Transource’s plan for the eastern section of the project originally proposed extending 15.8 miles of transmission lines from a new Furnace Run substation in York County, Pa., to the Conastone substation in Harford County, Md. An updated configuration released in October 2019 increased the size of the new substation in Pennsylvania and added four miles of lines connecting to an existing right of way that would feed into two upgraded Baltimore Gas and Electric substations. (See Transource Files Reconfigured Tx Project.)
The western segment of the IEC project called for a 230-kV double circuit transmission line running 28.8 miles from Franklin County, Pa., into Washington County, Md.
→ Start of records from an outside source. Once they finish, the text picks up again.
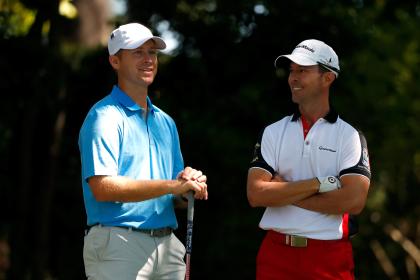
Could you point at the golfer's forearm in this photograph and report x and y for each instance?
(275, 194)
(334, 202)
(124, 189)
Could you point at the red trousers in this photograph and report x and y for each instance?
(320, 260)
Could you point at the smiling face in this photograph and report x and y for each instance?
(307, 83)
(136, 67)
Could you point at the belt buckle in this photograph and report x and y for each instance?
(298, 241)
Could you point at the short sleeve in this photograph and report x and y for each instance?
(99, 144)
(263, 156)
(355, 156)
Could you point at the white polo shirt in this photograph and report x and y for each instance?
(332, 147)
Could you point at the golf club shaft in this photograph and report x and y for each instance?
(190, 219)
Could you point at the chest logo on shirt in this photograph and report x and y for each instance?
(326, 149)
PJM is updating modeling to perform a sensitivity study to determine any reliability impacts associated with the removal of the project from the case used to perform the 2021 RTEP, Berner said, and the RTO will have more information on the impacts at the August TEAC meeting.
The project is not officially completed, and there are “other means” of regulatory appeals, he said. The appeals process is underway and should be completed by the middle of July.
Segner pointed to Section 1.4.3 of Manual 14B relating to the scenario of a regulatory authority denying a siting application. The section states: “A project denied siting authority in a final regulatory order by the relevant regulatory siting authority will generally be removed from the RTEP base case as determined by PJM after discussion with the relevant transmission owner(s) or designated entity and vetting with stakeholders at the TEAC. A project will generally not remain in the RTEP base case during the duration of a court appellate action. Decisions to remove a baseline upgrade from the RTEP base case will be submitted to the PJM Board and decisions to remove a supplemental project from the RTEP base case will be provided to the applicable transmission owner.”
Segner asked whether the PJM Board of Managers will receive information in July related to the Transource project’s status.
Berner said he hasn’t spoken to other PJM officials to determine what will be brought to the board in July.
Segner asked what the PUC decision means to the Maryland portion of the project. The Maryland Public Service Commission approved a settlement last July allowing the project to move forward in the state. (See Md. PSC OKs Independence Energy Connection Deal.)
Berner said the project won’t move forward without approval of the Pennsylvania portion.
Generation Deactivation Notification
Phil Yum of PJM provided an update on a recent generation deactivation notification on the Oaks Landfill in the Pepco transmission zone in Montgomery County, Md.
According to Montgomery County records, the Oaks Landfill is approximately 545 acres with a waste disposal footprint of 170 acres. The county-owned site received mixed municipal solid waste beginning in June 1982 and closed in 1997, containing more than 7 million tons of waste.
A 2.2-MW landfill gas-to-energy facility started operation at the property in mid-2009.
Yum said a reliability analysis conducted by PJM and Pepco found no violations with the deactivation. The requested deactivation date is July 16.